The Australian-led Joint Agency Coordination Centre said that the search in the area using a mini sub where the ping-emitting beacons were believed detected in early April was now complete.
"The Joint Agency Coordination Centre can advise that no signs of aircraft debris have been found by the autonomous underwater vehicle since it joined the search effort," JACC said.
It added that the Australian Transport Safety Bureau had advised that "the area can now be discounted as the final resting place of MH370".
Australian ship Ocean Shield, which is carrying the US Bluefin-21 submersible, has now left the area after the sub scoured 850 square kilometres (340 square miles) of ocean for the jet that vanished on March 8 carrying 239 people.

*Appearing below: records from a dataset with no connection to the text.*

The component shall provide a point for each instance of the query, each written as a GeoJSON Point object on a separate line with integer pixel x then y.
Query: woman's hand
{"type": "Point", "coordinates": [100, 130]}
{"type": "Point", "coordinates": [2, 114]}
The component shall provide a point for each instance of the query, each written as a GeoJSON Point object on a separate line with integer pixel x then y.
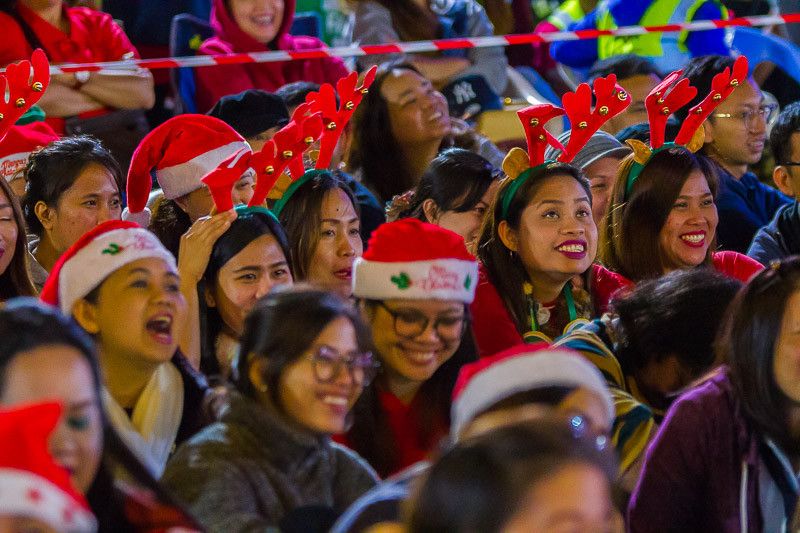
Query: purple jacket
{"type": "Point", "coordinates": [701, 470]}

The end of the underwater mission came as the US Navy's deputy director of ocean engineering Michael Dean told CNN that the pings at the heart of the search were no longer believed to have come from the plane's black box.
A US Navy spokesman later said his comments were "speculative and premature". JACC did not comment.
JACC said the operation would now move to the next phase involving sophisticated equipment to scan the unmapped ocean bed with all existing information and analysis reviewed to define a search zone of up to 60,000 square kilometres.
A Chinese survey ship, Zhu Kezhen, is currently mapping areas of the sea floor in preparation for the commercially contracted deep ocean search which is expected to begin in August and take up to 12 months, JACC said.